Perna and her colleagues used an approach called whole genome random shotgun sequencing to translate the bacterias genome, a process which took three years. "The basic idea there is that we fragment the genome into tiny randomly defined pieces and then we sequence each of those little pieces and we keep sequencing the fragments until we cover the whole genome about six times over," explains Perna. "Then we assemble all of those fragments into one complete chromosome."
What we know isnt enough
It will take a while to gain new insights from the genome, but scientists do already know the mechanism by which pathogenic E. coli does damage. Receptors on the bacteriums surface help make it stick to cells in the intestine almost like a space ship docking, says Frederick Blattner, director of the Genome Center. Through these receptors, E. coli injects proteins into the intestinal cells. "When the proteins on the inside hook up to the membrane, they reach back and grab the bacteria and pull it really tightly and then get it closely opposed to the intestinal cell walls," he explains. "Then it starts secreting more proteins and starts doing damage to the cells on the intestinal lining and thats where the bleeding comes from."
|Testing meat for microbial contamination|
Pathogenic E. coli are also somehow able to protect themselves against the acids found in the intestine, and they secrete a toxin called shiga toxin, which gets into the bloodstream and damages blood vessels and organs.
The next step
"One of the things that comes out of this study very explosively is that there are maybe hundreds of genes that maybe have to act in sequence and in concert before you can get the full effect," says Blattner.
By identifying these genes and understanding how they work together, scientists hope to be able to find ways to treat E. coli infection. Right now there are no effective treatments, other than trying to control the symptoms.
But they also want to pinpoint ways to identify the bacterium. "In no way would food contaminated with E. coli look different, taste different, smell different," says Dr.
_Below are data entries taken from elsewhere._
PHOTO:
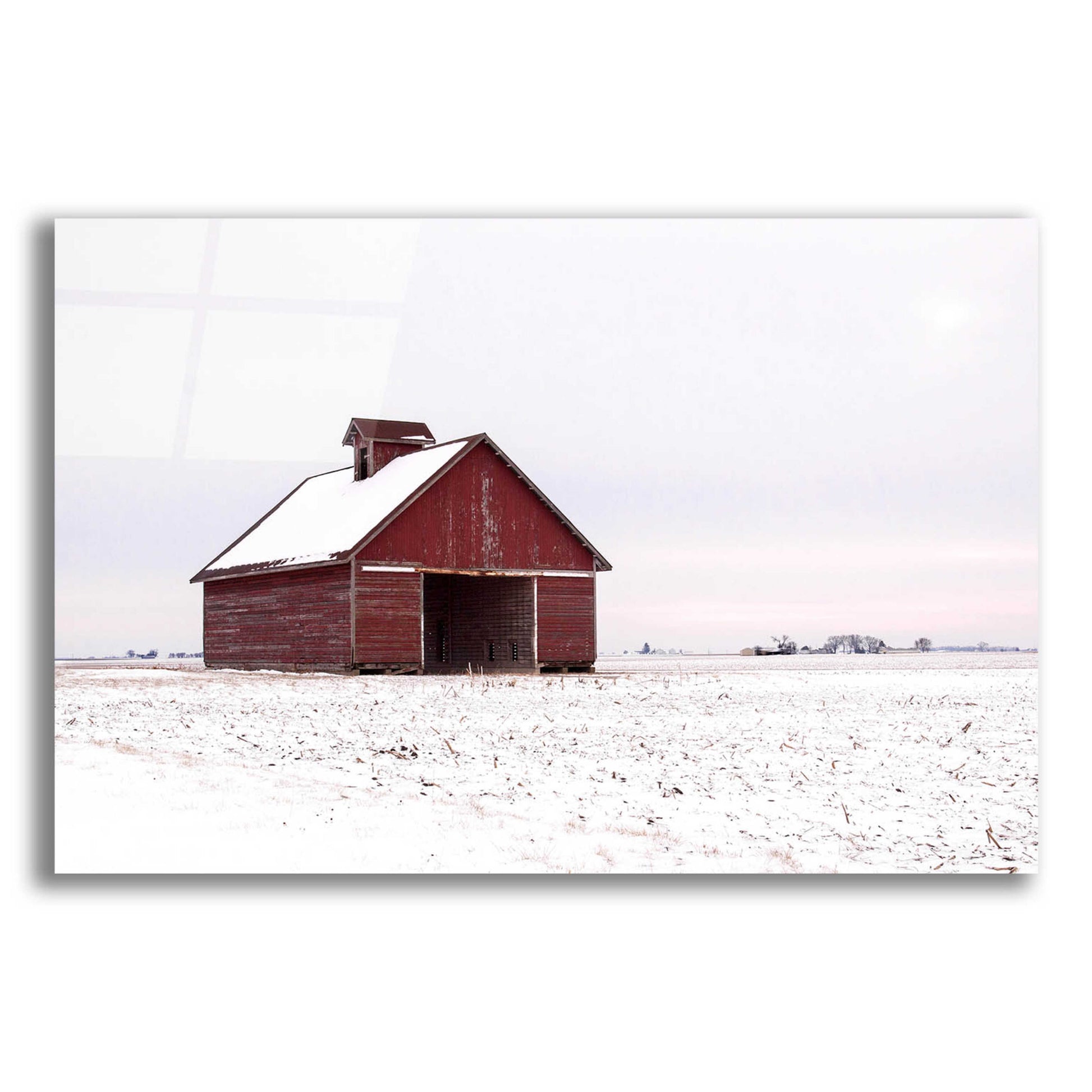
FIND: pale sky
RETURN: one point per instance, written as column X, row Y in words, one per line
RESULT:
column 782, row 426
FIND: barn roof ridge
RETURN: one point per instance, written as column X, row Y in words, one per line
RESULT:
column 467, row 444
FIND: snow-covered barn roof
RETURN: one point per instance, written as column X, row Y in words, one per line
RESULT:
column 329, row 517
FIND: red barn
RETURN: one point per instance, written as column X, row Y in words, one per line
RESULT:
column 420, row 557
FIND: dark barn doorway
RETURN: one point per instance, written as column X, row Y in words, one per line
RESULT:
column 483, row 622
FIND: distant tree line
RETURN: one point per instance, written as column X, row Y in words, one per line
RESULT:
column 152, row 653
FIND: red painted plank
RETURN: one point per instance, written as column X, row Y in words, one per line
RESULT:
column 566, row 620
column 279, row 618
column 388, row 617
column 480, row 516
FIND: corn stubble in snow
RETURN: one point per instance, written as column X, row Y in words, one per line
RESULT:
column 655, row 765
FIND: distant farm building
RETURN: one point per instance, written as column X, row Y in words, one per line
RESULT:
column 420, row 557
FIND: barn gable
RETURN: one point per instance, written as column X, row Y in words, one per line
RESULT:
column 482, row 513
column 420, row 557
column 457, row 505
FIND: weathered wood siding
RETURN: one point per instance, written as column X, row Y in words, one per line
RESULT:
column 476, row 611
column 479, row 516
column 567, row 620
column 388, row 617
column 279, row 620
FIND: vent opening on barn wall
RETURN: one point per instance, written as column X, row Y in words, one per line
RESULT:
column 420, row 557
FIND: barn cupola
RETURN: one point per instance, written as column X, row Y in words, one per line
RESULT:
column 376, row 443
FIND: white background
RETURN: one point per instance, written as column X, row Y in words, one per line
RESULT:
column 831, row 109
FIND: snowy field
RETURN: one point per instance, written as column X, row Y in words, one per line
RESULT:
column 654, row 765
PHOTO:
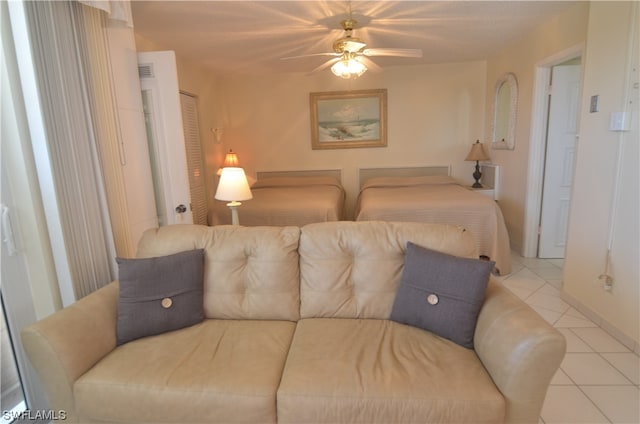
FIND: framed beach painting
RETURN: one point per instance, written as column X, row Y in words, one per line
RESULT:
column 348, row 119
Howard Trachtman , director of pediatric nephrology at Schneider Childrens Hospital. In addition, it doesnt take a lot of the bacteria to make you sick. "Its been estimated that as few as a hundred bacteria can start E. coli 0157:H7 infection, so that makes it all the more important that methods we use for surveillance are highly sensitive," says Perna.
Perna and her colleagues plan to sequence the genome of different bacteria, including other disease-causing E. coli, to put together a complete picture of all the possible genes that could be harmful. "We hope by comparing all of these genomes to each other we can learn more than we could by studying any one of them individually," she says.
Blattner hopes that mapping these genomes will one day lead to DNA chips that will quickly and efficiently identify not just E. coli, but other dangerous microbes, before they hit the food supply. "You might be able to envisage in the future a little unit that you put a little bacteria in there and within minutes you get a printout that says plague, salmonella, 0157, something youve never seen before but looks dangerous," he says. "So I think that we are looking at the possibility of some marvelous new kinds of tests."
In the meantime, consumers will have to rely on safe food handling procedures to try and contain E. coli outbreaks.